Curgy JJ et al. reported that overexpression of the H19 gene was significantly correlated with the presence of steroid receptors and controlled by steroid hormones [33]. A recent study also identified that H19 expression had a positive correlation with ERα expression in breast cancer, the estrogen-ERα-H19 signaling axis plays a role in regulating the proliferation and differentiation potentials of the normal luminal progenitors and that this signaling network may also be important in the development of ER(+) breast cancer tumors [34]. Our results add another aspect to the above findings that the “A” allele of H19 had an ER-positive-specific association with breast cancer risk. In recent years, studies have shown that trait-associated SNPs are concentrated in regulatory regions and can perturb transcription factor recognition to these regions and thus conferring allele-specific dysregulation of the SNP-associated gene [35,36,37,38,39]. SNP rs2071095 is located about 2 kb upstream of H19 transcriptional start site, and is likely to modulate transcription factor binding to this region, resulting in “A” allele-specific down-regulation of the H19 expression in breast cancer tissues in our study. However, the underlying mechanism remains to be elucidated and may be exploited for therapeutic benefit.

In the present study, we included SNP rs2151280 in ANRIL, which has been reported to affect susceptibility to basal cell carcinoma [40]. ANRIL (officially known as CDKN2B antisense RNA 1 (CDKN2B-AS1)) is encoded in the chr9:p21 region at the INK4 locus. Genetic susceptibility locus in ANRIL could serve as a hotspot for multiple diseases like cardiovascular disease, cancer, and diabetes [41,42,43,44,45,46]. ANRIL is overexpressed in a variety of cancers including leukemia, breast cancer, and prostate cancer [13], and controls cell proliferation and senescence via interacting with CBX7 (a PRC1 component) and SUZ12 (a PRC2 component) to form heterochromatin surrounding the INK4b-ARF-INK4a locus, leading to induce gene silencing [47,48,49,50]. The knockdown of ANRIL could lower multidrug resistance [51], decrease proliferation [52], and inhibit invasiveness [53]. However, we identified rs2151280 as a genetic susceptibility to breast cancer only in stage I, and could not validate in stage II.

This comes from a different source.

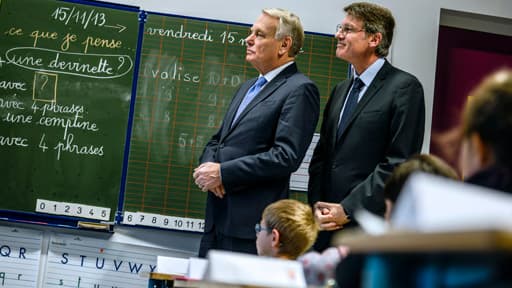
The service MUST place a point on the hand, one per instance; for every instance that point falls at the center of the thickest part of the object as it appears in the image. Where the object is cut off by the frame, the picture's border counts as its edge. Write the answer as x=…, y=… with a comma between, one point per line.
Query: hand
x=330, y=216
x=207, y=177
x=219, y=191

Although we take a large systematic case-control study to detect the breast cancer risk associated SNPs in lincRNAs. Our study has several limitations. Firstly, we only selected independent (r2 < 0.5) SNPs for stage I, because of limitation of scope, we need to perform fine-mapping of a larger region centered on rs2071095 to analyze in depth. Secondly, we only included the SNPs with minor allele frequency (MAF) ≥ 0.1, inevitably miss the low frequency breast cancer risk associated SNPs. Thirdly, we did not perform multiple comparisons correction, although we performed the large sample size and an independent validation set to ensure the replicability of our finding, and the expression data by genotype lend another support to the association.

In conclusion, our study has identified a common variant in H19 that is implicated in susceptibility to breast cancer among Chinese women, which remains to be prioritized for future analysis in tumorigenicity assays.